The first time the robot actually made it around the object I absolutely lost my cool, between the caffeine and a horrible lack of sleep I was very excited.

Improvements

I spent at least another hour tinkering with the code to make it run better and remove down time. I wanted this robot to speed it's way down the hallway, to offset time lost to swerving and just because I could. So now, the robot stopped for nothing and no one. Instead of stopping a wheel to turn it would simply reduce it to around half speed so the turn would take more distance, but would happen faster. To accommodate this I set the detection distance for object to further away to give it more time. Now any and all course corrections would happen on the fly instead of needing to stop to do so.

I also found that making the robot sway, ironically, made the robot run in a straighter line then not. No two motors we were given were equals, so 100% on one was more or less than another. Trying to sync them to the same speeds was seemingly impossible, so using the difference on the wheel counters to create a controlled sway resulted in an even center line for the robot's path. An unexpected surprise, but a welcome one.

The Final Result

So, now for what you really came for, the robot actually doing robot things. I don't have much footage as it was late and after demonstrating the robot I had to give the robot back to the school. I do have at least one video though which I will attach here. I'll also attach the code that made it all work, just in case anyone down the line ever runs into this issue on their own project and so you can judge my code for this mess of a program.

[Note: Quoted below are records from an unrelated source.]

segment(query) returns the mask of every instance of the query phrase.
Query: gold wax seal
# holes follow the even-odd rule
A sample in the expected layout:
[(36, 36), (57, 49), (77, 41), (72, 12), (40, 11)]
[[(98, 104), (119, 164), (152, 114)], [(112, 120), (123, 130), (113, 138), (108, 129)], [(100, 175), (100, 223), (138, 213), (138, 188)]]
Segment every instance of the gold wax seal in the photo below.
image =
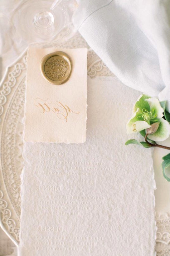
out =
[(43, 58), (41, 69), (42, 75), (48, 82), (58, 85), (69, 79), (72, 70), (72, 63), (65, 53), (55, 52)]

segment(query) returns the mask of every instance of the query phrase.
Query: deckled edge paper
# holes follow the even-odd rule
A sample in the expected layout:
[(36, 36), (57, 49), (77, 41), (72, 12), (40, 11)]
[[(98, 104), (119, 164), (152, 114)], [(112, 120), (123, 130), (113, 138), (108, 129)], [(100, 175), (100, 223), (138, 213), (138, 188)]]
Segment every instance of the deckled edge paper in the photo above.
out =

Overall the project was messy and fraught with documentation and explanation issues. In the end only a select handful of groups had a robot ready for submission that were mostly functional, each using different means of object detection and trajectory correction. It was a bit of a logistical nightmare, but a great learning experience that made me a much more independent and resourceful programmer. The video below is not a great representation of it working, but it is the best I have and was more than cause for celebration after everything I went through. Hope you enjoyed.